Tailor-made, targeted treatment of bone metastases thanks to 3D printing

Aimed at developing materials suitable for the repair of bone metastases, the 3DTraitCancer project has resulted in two patents and two start-ups. This project is supported by MUSE as part of its 2017 Support for Research call for projects.

Bone repair down to the micrometer. This is the precision made possible by 3D printing of custom-designed implants. In addition to shape, the structure of the implants must contribute to bone reconstitution by facilitating the progression of bone cells and resorbing naturally. Research This objective was the starting point for the meeting between Mikhael Bechelany's team from the European Membrane Institute (IEM) and Vincent Cavaillès' team from the Montpellier Institute for Cancer Research (IRCM). "As is often the case in the sciences, a first meeting gives rise to more ambitious collaborations", comments the latter. For these two researchers, the collaboration takes the form of the 3DTraitCancer project, which aims to develop new implants to treat tumor pathologies of the bone (osteoclastoma, bone metastases of breast cancer, etc.). Bone repair after the removal of metastasized bone areas is indeed one aspect of cancer treatment research. Funding from Muse in 2017 has given them a head start.

The ideal material

Straddling chemistry and biology, Habib Belaid's thesis led to the design of the ideal material for these implants: a biodegradable, biomimetic porous structure. "Cells must be able to attach and multiply easily in this structure, which must then degrade naturally after a few months as the bone regenerates," explains the young doctor. He prints his materials on the 3D printers atIEM, then tests them in the IRCM laboratory to check that they are non-toxic first, and then to improve their expected characteristics.
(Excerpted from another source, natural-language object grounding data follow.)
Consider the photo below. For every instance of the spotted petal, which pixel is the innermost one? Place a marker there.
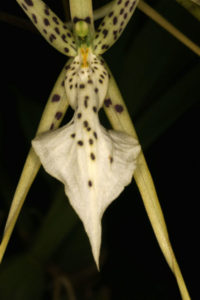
(113, 24)
(94, 164)
(50, 26)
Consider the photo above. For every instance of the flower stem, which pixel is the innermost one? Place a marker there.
(120, 120)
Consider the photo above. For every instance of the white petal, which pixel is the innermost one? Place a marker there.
(94, 164)
(94, 174)
(49, 25)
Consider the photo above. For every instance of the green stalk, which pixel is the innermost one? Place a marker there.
(122, 121)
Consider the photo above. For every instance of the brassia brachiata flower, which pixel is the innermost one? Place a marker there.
(93, 163)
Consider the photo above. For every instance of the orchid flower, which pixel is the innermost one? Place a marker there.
(93, 163)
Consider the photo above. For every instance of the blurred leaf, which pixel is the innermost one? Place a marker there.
(21, 278)
(58, 223)
(192, 6)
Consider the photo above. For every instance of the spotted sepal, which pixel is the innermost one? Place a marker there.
(52, 116)
(50, 26)
(113, 24)
(94, 164)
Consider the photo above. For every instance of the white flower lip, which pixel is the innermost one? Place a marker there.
(93, 164)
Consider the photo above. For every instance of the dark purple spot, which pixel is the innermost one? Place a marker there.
(29, 2)
(126, 4)
(89, 183)
(34, 18)
(55, 98)
(88, 20)
(95, 134)
(75, 20)
(52, 126)
(64, 38)
(86, 101)
(67, 67)
(105, 46)
(114, 20)
(132, 6)
(107, 102)
(80, 143)
(105, 32)
(85, 124)
(58, 115)
(92, 156)
(110, 14)
(91, 141)
(55, 20)
(52, 38)
(24, 6)
(57, 30)
(119, 108)
(46, 11)
(46, 22)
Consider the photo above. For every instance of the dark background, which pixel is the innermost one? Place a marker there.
(159, 79)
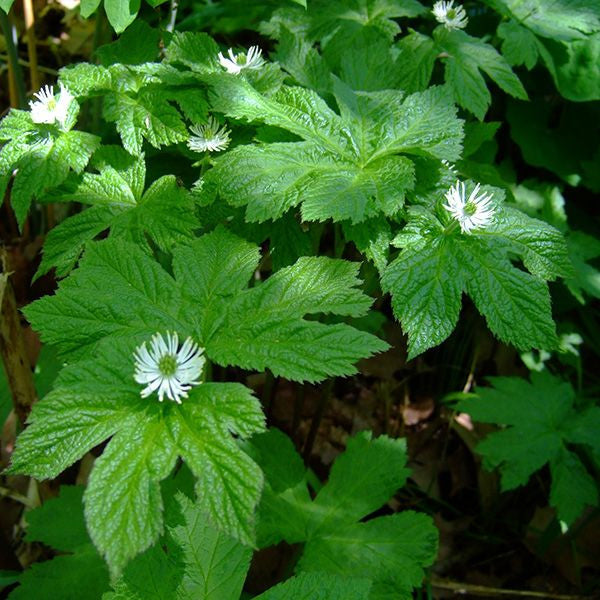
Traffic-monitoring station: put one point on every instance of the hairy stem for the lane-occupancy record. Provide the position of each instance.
(172, 15)
(14, 355)
(15, 73)
(34, 75)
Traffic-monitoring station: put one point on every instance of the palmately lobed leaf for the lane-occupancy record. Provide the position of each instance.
(540, 420)
(389, 551)
(437, 265)
(467, 56)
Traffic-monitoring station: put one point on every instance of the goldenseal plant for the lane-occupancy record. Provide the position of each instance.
(207, 303)
(229, 215)
(50, 109)
(452, 17)
(244, 61)
(168, 368)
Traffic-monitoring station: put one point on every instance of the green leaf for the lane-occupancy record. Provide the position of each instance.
(390, 551)
(82, 574)
(61, 431)
(193, 560)
(554, 19)
(436, 266)
(121, 13)
(211, 269)
(147, 116)
(363, 478)
(123, 504)
(416, 60)
(542, 247)
(254, 328)
(264, 327)
(98, 398)
(298, 57)
(539, 416)
(339, 26)
(519, 45)
(46, 165)
(229, 482)
(319, 586)
(6, 4)
(296, 109)
(426, 293)
(271, 179)
(88, 7)
(154, 575)
(516, 305)
(466, 57)
(215, 564)
(423, 124)
(138, 45)
(198, 51)
(345, 170)
(142, 298)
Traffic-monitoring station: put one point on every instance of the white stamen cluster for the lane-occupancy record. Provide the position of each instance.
(474, 212)
(209, 137)
(51, 109)
(449, 16)
(168, 369)
(236, 63)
In addition to bone regeneration, these implants should also help prevent cancer relapse by enabling localized drug treatment. In other words, the porous structure should facilitate the circulation of fluids to administer an anticancer agent. A targeted therapy that could help avoid systemic treatments poorly tolerated by patients. In addition to chemistry and biology, this project also mobilizes medical expertise from the Montpellier University Hospital and Cancer Institute, as well as mechanical engineering from the Laboratoire de Mécanique et Génie Civil (LMGC). "A network of skills initiated by Muse that fosters this essential interdisciplinarity," emphasizes Vincent Cavaillès.

Two start-ups

Still on the subject of bone repair, research is being carried out in parallel on injectable cements. Indeed, bone lesions created by metastases induce vertebral fractures that require cement injection, rather than implant surgery. Results obtained during Habib Belaid's thesis, which will be completed in 2019, and during Carole Barou's CIFRE thesis, have led to two patents on reparative phosphocalcic cements. One concerns the local delivery of drugs present in the cement, with two molecules involved in bone regeneration and in the treatment of tumor recurrence. The other on a cement with improved mechanical properties and made opaque so that it can be easily monitored by X-ray. A subsequent meeting with an industrialist led to the creation of the start-up Biologics4life, which enabled these cements to enter the commercial phase.

Now that Biologics4life has found its business model after three years in existence, Habib Belaid is working on the launch of a second start-up, NextMat3D, this time focused on valorizing his research into printed osteomimetic implants. To establish this new company, the researcher will initially adapt the technology to uses less complex than cancer treatment, such as dentistry: in this case, the implant is used to fill a bone deficit prior to fitting a dental implant. The future entrepreneur points out that obtaining marketing authorization for dental equipment is also easier and quicker than for oncology.